Aquí fue donde aterrizó la nave interestelar. Por supuesto, nadie se dio cuenta del hecho, salvo yo. Y nadie más se dio cuenta porque estaban todos en su canópica borrachera nocturna, compartiendo prismáticos y botellas desde la plataforma de observación, metiéndose mano en la oscuridad de la bóveda celeste.

Ya que he decidido abrir este registro para explicar lo que ocurrió, quizás debería aclarar que mi nombre es Vega. Llamarse como la quinta estrella más brillante en el cielo (α Lyr, clase A) y trabajar en la astrofísica supone un reto adicional, lo sé. Sin embargo, en mi relación con las personas supone un mayor problema la dificultad que mucha gente encuentra para catalogarme en el binomio hombre/mujer. Famosos invitados del observatorio se han acercado a besarme en la mejilla para después frenar en seco y ofrecerme la mano. Hay quien se queda parado, sin poder decidir entre una u otra cosa, mientras el tiempo sigue adelante. Es como si yo fuera una singularidad demasiado grande para ellos.

—Disculpa —me susurró un joven astrónomo una vez—. Como el papel del congreso decía Vega, creía que eras una chica.

—Lo soy —le dije, con lo que conseguí que se sonrojara de arriba abajo y que no me prestara atención el resto del evento.

A pesar de estas reacciones, mi aspecto no es para nada extremo. Llevo el pelo corto y peinado con algo de gomina. No tengo ningún piercing. Visto camisetas. Y camisetas. Y camisetas. Alguna camisa, cuando hay que asistir a una conferencia. Pero siempre he tenido la sensación de que hay algo más, algún idioma que no entiendo y en el que el resto de la humanidad se expresa.

Quizá la afectividad sexual tenga algo que ver en ello. Como la mayor parte de la humanidad, he probado eso de mantener relaciones sexuales, pero estas nunca han jugado un papel primordial en mi vida. De hecho, ahora que hago memoria, la última vez que mantuve un intercambio de este tipo fue hace cinco años. Fue con un hombre y practicamos el coito. Digo "fue con un hombre" porque, por mi aspecto, algunas mujeres con inclinaciones sáficas dan por sentado que soy como ellas. Y a lo mejor es verdad, pero también mantuve relaciones con una de ellas y no sentí nada especial. La cuestión, creo, va más allá de nuestras clasificaciones, como las grandes cuestiones del universo.

Dicho esto, volvamos a los acontecimientos de aquella noche. Yo me había quedado en el dormitorio viendo un capítulo de Big Bang, cansada de socializar con los nuevos y de dejar que trataran de meter ficha con todas las investigadoras y becarias del observatorio, que en aquel momento éramos dos. (A partir de cierto nivel de alcohol o de determinadas horas de la madrugada, mi androginia no suponía tanto problema.) No vi ni escuché nada; solo sentí una interferencia en mi cabeza y supe que tenía que apagar el ordenador. Y eso hice.

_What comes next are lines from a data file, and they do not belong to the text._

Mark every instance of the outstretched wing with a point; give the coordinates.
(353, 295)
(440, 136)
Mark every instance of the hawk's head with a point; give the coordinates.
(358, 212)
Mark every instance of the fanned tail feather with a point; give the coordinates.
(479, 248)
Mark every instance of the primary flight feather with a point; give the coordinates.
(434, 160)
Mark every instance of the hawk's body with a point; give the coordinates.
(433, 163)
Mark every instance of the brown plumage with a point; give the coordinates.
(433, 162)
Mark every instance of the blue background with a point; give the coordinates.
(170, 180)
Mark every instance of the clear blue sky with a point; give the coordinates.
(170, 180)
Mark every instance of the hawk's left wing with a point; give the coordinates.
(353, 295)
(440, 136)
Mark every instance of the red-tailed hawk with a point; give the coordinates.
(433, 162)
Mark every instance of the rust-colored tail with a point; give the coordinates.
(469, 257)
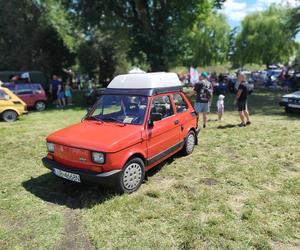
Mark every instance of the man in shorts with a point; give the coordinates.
(203, 96)
(241, 100)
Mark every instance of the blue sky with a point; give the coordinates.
(236, 10)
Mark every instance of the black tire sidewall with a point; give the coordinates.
(35, 105)
(120, 186)
(185, 151)
(10, 111)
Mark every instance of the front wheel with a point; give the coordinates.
(132, 176)
(40, 106)
(9, 116)
(190, 142)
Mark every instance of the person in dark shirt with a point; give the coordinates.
(241, 101)
(54, 83)
(203, 96)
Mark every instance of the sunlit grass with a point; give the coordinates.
(239, 189)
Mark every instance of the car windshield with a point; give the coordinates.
(126, 109)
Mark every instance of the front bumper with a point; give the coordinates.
(106, 179)
(284, 104)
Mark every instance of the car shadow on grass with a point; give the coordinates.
(58, 191)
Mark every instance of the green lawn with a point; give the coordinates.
(240, 189)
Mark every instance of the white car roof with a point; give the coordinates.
(145, 81)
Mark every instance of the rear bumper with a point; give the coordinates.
(106, 179)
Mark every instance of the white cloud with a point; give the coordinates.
(236, 10)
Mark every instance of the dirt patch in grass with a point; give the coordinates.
(73, 235)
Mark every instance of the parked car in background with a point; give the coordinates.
(139, 121)
(92, 95)
(11, 106)
(291, 101)
(33, 76)
(32, 94)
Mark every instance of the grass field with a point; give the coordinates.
(240, 189)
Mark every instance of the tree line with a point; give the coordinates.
(102, 38)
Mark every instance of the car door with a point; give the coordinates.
(25, 92)
(163, 136)
(185, 117)
(3, 100)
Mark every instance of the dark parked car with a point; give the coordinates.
(92, 95)
(32, 94)
(291, 101)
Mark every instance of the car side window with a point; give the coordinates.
(2, 95)
(180, 103)
(162, 105)
(24, 89)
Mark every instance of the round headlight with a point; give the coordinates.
(50, 147)
(98, 157)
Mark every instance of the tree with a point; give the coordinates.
(208, 42)
(155, 28)
(264, 38)
(28, 41)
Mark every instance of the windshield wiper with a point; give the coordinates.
(111, 119)
(93, 118)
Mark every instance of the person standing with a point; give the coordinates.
(241, 100)
(203, 96)
(61, 95)
(220, 107)
(54, 83)
(68, 92)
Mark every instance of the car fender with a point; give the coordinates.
(11, 108)
(124, 155)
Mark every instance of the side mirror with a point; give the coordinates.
(154, 117)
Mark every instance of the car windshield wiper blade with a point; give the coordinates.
(111, 119)
(93, 118)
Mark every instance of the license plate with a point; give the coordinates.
(294, 105)
(66, 175)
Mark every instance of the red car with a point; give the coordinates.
(139, 121)
(32, 94)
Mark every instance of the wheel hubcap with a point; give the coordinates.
(132, 176)
(190, 143)
(9, 116)
(40, 106)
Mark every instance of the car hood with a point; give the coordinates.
(293, 95)
(97, 136)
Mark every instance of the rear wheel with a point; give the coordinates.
(132, 176)
(40, 106)
(9, 116)
(190, 142)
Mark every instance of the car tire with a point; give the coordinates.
(190, 143)
(132, 176)
(9, 116)
(40, 105)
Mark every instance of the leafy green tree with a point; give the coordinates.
(208, 42)
(264, 38)
(154, 28)
(28, 41)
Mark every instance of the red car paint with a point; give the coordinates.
(73, 146)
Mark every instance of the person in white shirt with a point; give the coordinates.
(220, 107)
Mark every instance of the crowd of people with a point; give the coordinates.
(203, 91)
(61, 93)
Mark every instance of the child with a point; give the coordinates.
(220, 107)
(68, 92)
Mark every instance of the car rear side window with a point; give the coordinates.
(2, 95)
(24, 89)
(162, 105)
(180, 103)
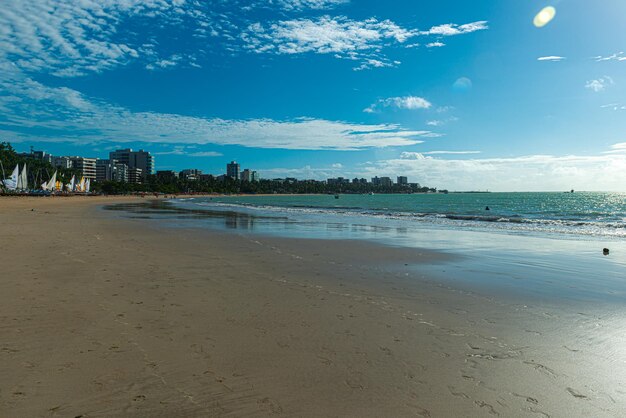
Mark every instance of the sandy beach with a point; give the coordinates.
(108, 317)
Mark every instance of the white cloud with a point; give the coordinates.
(618, 56)
(451, 152)
(75, 37)
(551, 58)
(306, 172)
(619, 148)
(310, 4)
(614, 106)
(70, 116)
(452, 29)
(339, 36)
(526, 173)
(172, 61)
(188, 151)
(441, 122)
(359, 40)
(599, 84)
(205, 154)
(406, 102)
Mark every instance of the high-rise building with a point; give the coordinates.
(141, 159)
(386, 182)
(62, 162)
(111, 170)
(135, 175)
(87, 166)
(191, 174)
(232, 170)
(246, 175)
(167, 175)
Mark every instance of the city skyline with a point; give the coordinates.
(455, 95)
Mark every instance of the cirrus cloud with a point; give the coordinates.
(405, 102)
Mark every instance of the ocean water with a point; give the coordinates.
(542, 245)
(573, 214)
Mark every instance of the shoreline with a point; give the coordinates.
(119, 317)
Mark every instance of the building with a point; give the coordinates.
(62, 162)
(232, 170)
(167, 175)
(386, 182)
(190, 174)
(338, 180)
(37, 155)
(86, 166)
(249, 175)
(135, 175)
(141, 159)
(111, 170)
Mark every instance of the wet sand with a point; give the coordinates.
(105, 317)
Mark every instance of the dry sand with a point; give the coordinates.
(105, 317)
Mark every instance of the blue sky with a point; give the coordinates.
(454, 94)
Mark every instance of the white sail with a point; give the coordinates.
(11, 182)
(19, 179)
(52, 183)
(24, 179)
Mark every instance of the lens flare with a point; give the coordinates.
(544, 16)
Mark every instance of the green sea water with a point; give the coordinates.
(579, 213)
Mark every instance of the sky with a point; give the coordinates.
(453, 94)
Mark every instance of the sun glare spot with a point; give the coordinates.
(544, 16)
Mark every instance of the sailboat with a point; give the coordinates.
(22, 179)
(52, 183)
(11, 182)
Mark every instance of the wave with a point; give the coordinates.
(571, 225)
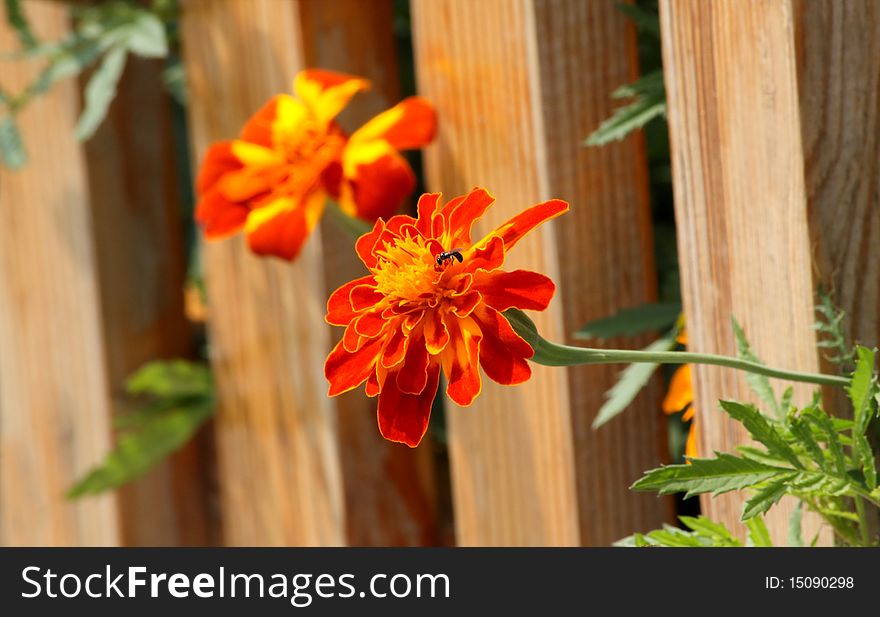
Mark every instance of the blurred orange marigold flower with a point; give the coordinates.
(680, 398)
(433, 299)
(273, 181)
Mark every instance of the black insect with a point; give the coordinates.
(447, 256)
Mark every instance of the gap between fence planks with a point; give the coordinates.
(773, 112)
(296, 467)
(519, 86)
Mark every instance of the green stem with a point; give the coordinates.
(565, 353)
(863, 522)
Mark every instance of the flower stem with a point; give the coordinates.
(863, 521)
(586, 355)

Permanecí en silencio en la oscuridad, con las piernas cruzadas sobre el edredón de mi cama, hasta que delante de mí comenzó a materializarse algo. Sentí que el ritmo del corazón se me aceleraba. En aquel momento no me planteé si se trataría de un arturiano, un reptiliano o un hombrecillo gris. Llevaba al menos veinte años de mi vida leyendo todo cuanto caía en mis manos de exobiología o ciencia ficción. Llevaba más de siete años consagrada a un proyecto de exploración y cartografía de la Vía Láctea que había conseguido éxitos tales como el descubrimiento de la Nebulosa del Collar. Sabía que lo que me estaba ocurriendo, ese encuentro en la tercera fase, era lo que siempre había deseado.

No sabía que estaba a punto de convertirse en la cuarta fase.

Por mi sensación de vértigo en el estómago y la negrura a mi alrededor, me di cuenta de que no había nadie materializándose en mi habitación; al contrario, yo me estaba desmaterializando para aparecer de nuevo en otro sitio. Y, de la misma forma que uno se despierta en una cama de hospital, yo recuperé la vista de repente sobre una mesa de operaciones.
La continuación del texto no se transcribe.